What happens to a tree in the city when it dies?

This question, often over- looked, gets its due in a new study published in the journal One Earth. Yuan Yao, an assistant professor at Yale School of the Environment (YSE), with two postdocs from her lab—Kai Lan and Bingquan Zhang—explores how different methods of disposal either contribute to or mitigate climate change at the end of a tree’s life. “Every year there is a lot of urban tree waste generated,” says Lan. “Understanding the potential environmental benefits of utilizing this waste is critical.”

The research looks at ways to dispose of a tree beyond tossing it in a landfill or burning it—two methods that contribute to climate change by releasing greenhouse gases. Cities can, alternatively, create wood chips or commercial lumber from tree trunks; they can compost leaves; they can turn other leftover parts, like branches and needles, into biochar, a carbon-rich material with a range of uses, from water treatment to soil fertilization.

Yao and her colleagues used a tool known as life cycle assessment to determine the environmental effects of mixing different management approaches. What is the environmental outcome if, for instance, everything is sent to landfill? What if, instead, leaves are landfilled but trees are burned to create energy? What if leaves are composted and trees converted to mulch? Across five different scenarios, the researchers looked at contributions to both climate change and eutrophication (meaning an unhealthy overload of nutrients in nearby waterways).

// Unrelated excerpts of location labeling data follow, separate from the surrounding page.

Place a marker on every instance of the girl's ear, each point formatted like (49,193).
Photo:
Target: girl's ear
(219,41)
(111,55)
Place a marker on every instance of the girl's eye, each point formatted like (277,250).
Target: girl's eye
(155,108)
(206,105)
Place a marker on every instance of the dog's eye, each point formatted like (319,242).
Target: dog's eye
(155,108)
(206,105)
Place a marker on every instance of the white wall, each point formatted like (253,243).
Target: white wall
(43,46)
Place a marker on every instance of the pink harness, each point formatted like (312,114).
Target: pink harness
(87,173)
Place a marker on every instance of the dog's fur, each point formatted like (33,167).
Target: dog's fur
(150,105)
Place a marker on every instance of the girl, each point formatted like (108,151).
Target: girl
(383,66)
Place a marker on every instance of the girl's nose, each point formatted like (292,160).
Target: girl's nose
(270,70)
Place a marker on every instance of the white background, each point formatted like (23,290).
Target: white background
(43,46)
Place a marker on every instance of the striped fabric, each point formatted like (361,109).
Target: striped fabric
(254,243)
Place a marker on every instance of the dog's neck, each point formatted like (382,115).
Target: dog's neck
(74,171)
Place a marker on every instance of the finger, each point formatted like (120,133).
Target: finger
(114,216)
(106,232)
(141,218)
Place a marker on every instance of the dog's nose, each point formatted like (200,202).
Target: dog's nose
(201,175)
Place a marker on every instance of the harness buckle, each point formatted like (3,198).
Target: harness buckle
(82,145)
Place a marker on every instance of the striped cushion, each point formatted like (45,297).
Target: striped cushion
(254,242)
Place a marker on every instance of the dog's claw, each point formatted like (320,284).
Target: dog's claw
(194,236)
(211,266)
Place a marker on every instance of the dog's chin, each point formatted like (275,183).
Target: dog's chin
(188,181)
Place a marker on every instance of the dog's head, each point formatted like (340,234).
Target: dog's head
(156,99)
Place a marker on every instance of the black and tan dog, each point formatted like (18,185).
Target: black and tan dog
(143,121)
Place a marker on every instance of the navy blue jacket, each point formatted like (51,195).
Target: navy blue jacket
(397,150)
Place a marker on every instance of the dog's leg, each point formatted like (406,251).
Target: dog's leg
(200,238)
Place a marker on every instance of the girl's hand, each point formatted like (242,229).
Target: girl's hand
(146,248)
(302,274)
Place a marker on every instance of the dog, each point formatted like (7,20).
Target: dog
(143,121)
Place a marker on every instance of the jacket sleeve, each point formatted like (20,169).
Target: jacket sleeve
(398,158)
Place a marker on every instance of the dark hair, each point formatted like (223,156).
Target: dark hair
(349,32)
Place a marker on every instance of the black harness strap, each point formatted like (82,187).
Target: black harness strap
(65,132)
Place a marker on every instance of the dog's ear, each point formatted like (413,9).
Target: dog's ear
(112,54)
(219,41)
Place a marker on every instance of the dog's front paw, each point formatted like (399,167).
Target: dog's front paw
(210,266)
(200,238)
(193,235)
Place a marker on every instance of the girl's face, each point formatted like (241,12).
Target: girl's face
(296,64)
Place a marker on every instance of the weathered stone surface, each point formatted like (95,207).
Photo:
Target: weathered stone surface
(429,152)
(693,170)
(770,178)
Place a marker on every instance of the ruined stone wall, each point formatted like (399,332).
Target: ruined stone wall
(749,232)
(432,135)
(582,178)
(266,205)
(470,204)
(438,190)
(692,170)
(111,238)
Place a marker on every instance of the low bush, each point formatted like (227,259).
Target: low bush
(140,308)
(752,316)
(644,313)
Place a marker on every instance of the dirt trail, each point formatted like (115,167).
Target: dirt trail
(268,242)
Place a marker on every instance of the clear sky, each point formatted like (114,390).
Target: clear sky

They found that processing the trunks of dead trees into commercial lumber, or converting tree waste into biochar, are the two most environmentally friendly forms of utilization. Composting and mulching are also preferable to either landfill or incineration. Notably, the potential of these approaches varies by city and state, depending on the types of tree waste available.

The climate gains derived from these alternatives are sizable. Urban forest covers roughly 50 million hectares in the United States—about twice the size of Maryland. Converting all these trees, once dead, into something productive could reduce agricultural emissions. Cities tend to conjure the challenge of managing vast quantities of concrete and steel, plastic and paper. But “this study demonstrates the potential benefits of practicing circular economy principles with urban tree waste,” says Lan.